Aliki, Lady Russell (Αλίκη Διπλαράκου; born Aliki Diplarakou; 28 August 1912 – 30 October 2002) was the first Maniot Greek contestant to win the Miss Europe title. She previously had won the "Miss Hellas" (Μις Ελλάς) title at the Miss Star Hellas pageant.

==Family==
She was the daughter of lawyer Georgios Diplarakos and his wife, the former Elena Nikolessi. She had three sisters:
- Nada Diplarakos (1911–1966), who married the French diplomat André Rodocanachi (who remarried the Dowager Duchess of Rohan, mother of the French Senator Josselin de Rohan)
- Cristina Diplarakos (1918–1999), who married Henri Claudel, Consul General of France in New York City and son of the French poet and diplomat Paul Claudel

Although the Diplarakou family lived in Athens, they originally were Maniots from Krini in the Peloponnese. The original family name was Vavouli (Βαβούλη) but it was changed to Aliki's paternal grandmother's maiden name of Diplarakou.

==Marriages==
Diplarakou was married twice, her husbands being:
- Paul-Louis Weiller, a French aviator and director of the Gnome et Rhône conglomerate, a son of Lazare Weiller and wife Alice Javal. Guests at the couple's 31 October 1932 wedding included author Paul Morand, poet Paul Valéry, and diplomat Philippe Berthelot. Before divorcing, they had one child, Paul-Annick Weiller (Paris, 28 July 1933 – Geneva, 2 November 1998). Their son married in Rome, at Santa Maria in Trastevere, on 26 June 1965, Donna Olimpia Emmanuela Torlonia di Civitella-Cesi (b. Lausanne, Mont Choisi, 27 December 1943); they became the parents of Princess Sibilla of Luxembourg.
- Sir John Wriothesley Russell (23 August 1914 – 3 August 1984), an English diplomat, who was descended from John Russell, 6th Duke of Bedford. He served as Britain's ambassador to Ethiopia, Brazil, and Spain between 1962 and 1974. Married on 15 December 1945, the Russells had two children, Georgiana Alexandra Russell (born 1947 and became Lady Boothby) and Alexander Charles Thomas Wriothesley Russell (born 1950).

==Career==
In 1929 Diplarakou entered the "Miss Hellas" pageant as Miss Athens. Her biggest competitor was Miss Thessaloniki Roxani Stergiou (Ρωξάνη Στεργίου), who came in second. Diplarakou won the title and represented Greece at the Miss Europe event in Paris, where she was crowned Miss Europe on 6 February 1930.

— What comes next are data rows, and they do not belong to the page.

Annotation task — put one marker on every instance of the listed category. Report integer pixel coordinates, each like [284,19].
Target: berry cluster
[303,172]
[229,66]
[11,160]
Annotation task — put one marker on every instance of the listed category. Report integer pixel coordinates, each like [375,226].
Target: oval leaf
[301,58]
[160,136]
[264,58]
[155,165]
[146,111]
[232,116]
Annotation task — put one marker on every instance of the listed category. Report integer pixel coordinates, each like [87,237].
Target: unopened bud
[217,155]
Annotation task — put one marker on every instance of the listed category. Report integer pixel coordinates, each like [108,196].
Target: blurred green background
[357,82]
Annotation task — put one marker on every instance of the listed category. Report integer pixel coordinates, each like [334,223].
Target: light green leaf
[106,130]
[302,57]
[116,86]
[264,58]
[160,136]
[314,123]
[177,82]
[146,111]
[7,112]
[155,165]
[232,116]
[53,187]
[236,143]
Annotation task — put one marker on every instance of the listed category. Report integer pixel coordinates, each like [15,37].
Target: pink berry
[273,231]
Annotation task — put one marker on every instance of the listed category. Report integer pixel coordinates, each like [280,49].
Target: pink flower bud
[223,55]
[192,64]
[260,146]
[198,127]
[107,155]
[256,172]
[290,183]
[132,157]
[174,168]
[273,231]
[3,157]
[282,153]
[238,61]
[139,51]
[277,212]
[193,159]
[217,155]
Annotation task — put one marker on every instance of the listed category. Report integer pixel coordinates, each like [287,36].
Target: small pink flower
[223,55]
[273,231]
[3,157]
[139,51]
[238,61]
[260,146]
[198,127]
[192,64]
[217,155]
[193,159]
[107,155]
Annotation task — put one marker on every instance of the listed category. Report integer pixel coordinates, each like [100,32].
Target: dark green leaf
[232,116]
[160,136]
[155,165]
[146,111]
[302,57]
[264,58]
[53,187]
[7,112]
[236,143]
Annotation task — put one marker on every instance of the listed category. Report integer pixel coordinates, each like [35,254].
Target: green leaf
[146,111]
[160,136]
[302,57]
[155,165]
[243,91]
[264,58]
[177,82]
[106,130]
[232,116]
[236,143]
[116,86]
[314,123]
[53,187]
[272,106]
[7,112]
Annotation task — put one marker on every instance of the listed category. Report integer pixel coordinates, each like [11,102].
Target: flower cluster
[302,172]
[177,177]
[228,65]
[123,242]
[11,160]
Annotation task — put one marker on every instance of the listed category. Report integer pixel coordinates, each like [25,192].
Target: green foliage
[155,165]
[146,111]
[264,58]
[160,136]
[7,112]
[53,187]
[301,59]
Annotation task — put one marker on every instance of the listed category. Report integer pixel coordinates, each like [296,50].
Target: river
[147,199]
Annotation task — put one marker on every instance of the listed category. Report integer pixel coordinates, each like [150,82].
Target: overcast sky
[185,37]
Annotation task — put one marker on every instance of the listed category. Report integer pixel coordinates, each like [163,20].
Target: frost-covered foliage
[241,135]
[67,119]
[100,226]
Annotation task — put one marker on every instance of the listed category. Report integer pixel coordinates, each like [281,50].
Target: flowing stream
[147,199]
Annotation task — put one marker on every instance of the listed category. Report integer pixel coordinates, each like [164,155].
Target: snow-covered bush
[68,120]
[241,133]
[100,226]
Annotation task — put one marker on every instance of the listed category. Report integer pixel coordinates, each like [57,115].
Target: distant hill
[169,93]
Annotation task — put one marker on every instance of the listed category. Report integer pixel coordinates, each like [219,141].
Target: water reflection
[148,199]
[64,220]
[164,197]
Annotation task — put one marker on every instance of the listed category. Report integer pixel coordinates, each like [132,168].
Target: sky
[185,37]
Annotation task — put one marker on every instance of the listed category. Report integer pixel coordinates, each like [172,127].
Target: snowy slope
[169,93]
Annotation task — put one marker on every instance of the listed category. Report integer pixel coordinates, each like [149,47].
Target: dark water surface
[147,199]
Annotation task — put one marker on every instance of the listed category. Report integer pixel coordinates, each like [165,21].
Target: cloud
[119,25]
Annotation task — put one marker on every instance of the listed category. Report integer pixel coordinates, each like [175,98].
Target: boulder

That same year the 18-year-old brunette beauty was once more given the chance to represent her country and Europe in the Miss Universe Contest. The event was held on 13 October 1930 in Rio de Janeiro, Brazil and Diplarakou was a runner-up.

She toured the United States giving lectures on ancient and modern Greek culture. Aside from her native Greek language, she also spoke fluent English, French and Italian.

She made headlines in the 1930s when she dressed up in men's clothing and infiltrated Mount Athos, where women are prohibited from entering. The Mount Athos story was later featured in Time on 13 July 1953, in an article titled "The Climax of Sin".

When asked by reporters on how she became Miss Europe, she was quoted in Time magazine as saying:

My mother, some friends and I were at tea one day last year at the British Embassy in Athens when someone for fun suggested we go look at the beauty contest being held in an Athens theatre. We went and sat in a box. The judges ... suddenly called out my name. I thought they were fooling ... When I tried to refuse, the President of Greece said I must accept as a patriotic duty. Three days later I found myself in Paris: I won the European contest, and of course had then to go through with it and go to Rio.

She also tried her skills in theater, her first appearance being in Prometheus Bound.